Silencioso, não poluente, mais eficiente e seguro. Este é o perfil do ônibus que pode tornar o sistema brasileiro de transporte por coletivos um dos mais limpos do mundo. Lançado pela Coppe/ UFRJ nesta quarta-feira, dia 13 de junho, durante a Rio + 20, o H2+2 é um veículo híbrido movido a energia elétrica obtida da rede convencional e produzida a bordo (por meio de uma pilha a combustível alimentada com hidrogênio e pela regeneração da energia cinética). O modelo desenvolvido pela Coppe/UFRJ já pode começar a rodar na Copa 2014. O ônibus está pronto e não há barreira tecnológica para começarmos a utilizá-lo. Já estamos preparados para produzir em larga escala”, afirmou o professor e coordenador do Laboratório de Hidrogênio da Coppe/UFRJ, Paulo Emílio Valadão de Miranda.

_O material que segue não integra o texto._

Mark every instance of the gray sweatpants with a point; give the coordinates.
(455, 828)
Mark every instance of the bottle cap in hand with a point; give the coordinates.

O H2+2 foi criado para substituir os ônibus convencionais a diesel e combina alta eficiência energética sem emissão de poluentes. O protótipo foi mostrado e testado após coletiva realizada no estande da Coppe, no Parque dos Atletas, na Barra da Tijuca. “É fundamental destacar que toda a atividade apresentada aqui é financiada por empresas, ou seja, não há recurso público. Precisamos desta parceria para resgatar a dívida social que o Brasil tem com a população”, disse o diretor geral da Coppe/UFRJ, Luiz Pinguelli Rosa, durante a cerimônia de lançamento do ônibus.

Esta é a segunda versão do veículo, ainda mais eficiente no aproveitamento da energia e com custo de fabricação menor que a versão anterior, lançada em 2010. Mudanças no sistema de tração permitiram reduzir a potência da pilha a combustível e torná-la mais leve, sem comprometer o desempenho do veículo. O resultado é uma redução de 40% no consumo de hidrogênio e de 30% no custo de fabricação. Sua autonomia chega a 500 quilômetros, número muito superior ao deslocamento médio diário dos ônibus que rodam na cidade, que não ultrapassa 300 quilômetros.

Similar aos carros de Fórmula 1, o ônibus a hidrogênio da Coppe recupera a energia cinética. Essa energia é aquela produzida com a movimentação e que nos veículos comuns é desperdiçada durante as desacelerações e frenagens. No H2+2, ela é regenerada em energia elétrica e reaproveitada. Como a maior parte da matriz energética do Brasil se baseia em energia elétrica proveniente de fontes renováveis e pouco poluentes, o H2+2 pode tornar o sistema de transporte por ônibus no Brasil um dos mais sustentáveis do mundo.

Para os passageiros, o H2+2 terá um grande diferencial nas suas viagens: o ônibus sustentável é muito mais silencioso do que aqueles movidos a diesel. O veículo é o único com tecnologia 100% brasileira e sua comercialização já está licenciada pela Tracel, empresa responsável também pela criação de componentes do sistema de gerenciamento de energia. “Nosso ônibus consome metade do combustível dos outros movidos a hidrogênio em operação no mundo”, observou o engenheiro de produção da Tracel, José Lavaquial.

O banco Santander já disponibilizou uma linha de crédito especialmente voltada às prefeituras interessadas na compra dos ônibus.

 

Sobre o ônibus:

Projeto: Coppe/UFRJ – Laboratório de Hidrogênio

Parceria para a Rio+20: Federação das Empresas de Transportes de Passageiros do Estado do Rio de Janeiro (Fetranspor), Governo do Estado do Rio de Janeiro, Prefeitura da Cidade do Rio de Janeiro, Weg,Tracel e Banco Santander.

Financiamento para o H2+2: Coppe/UFRJ

Financiamento para o protótipo lançado em 2010: Financiadora de Estudos e Projetos (Finep), Petrobras, Conselho Nacional de Desenvolvimento Científico e Tecnológico (CNPq) e Fundação Carlos Chagas Filho de Amparo à Pesquisa do Estado do Rio de Janeiro (Faperj).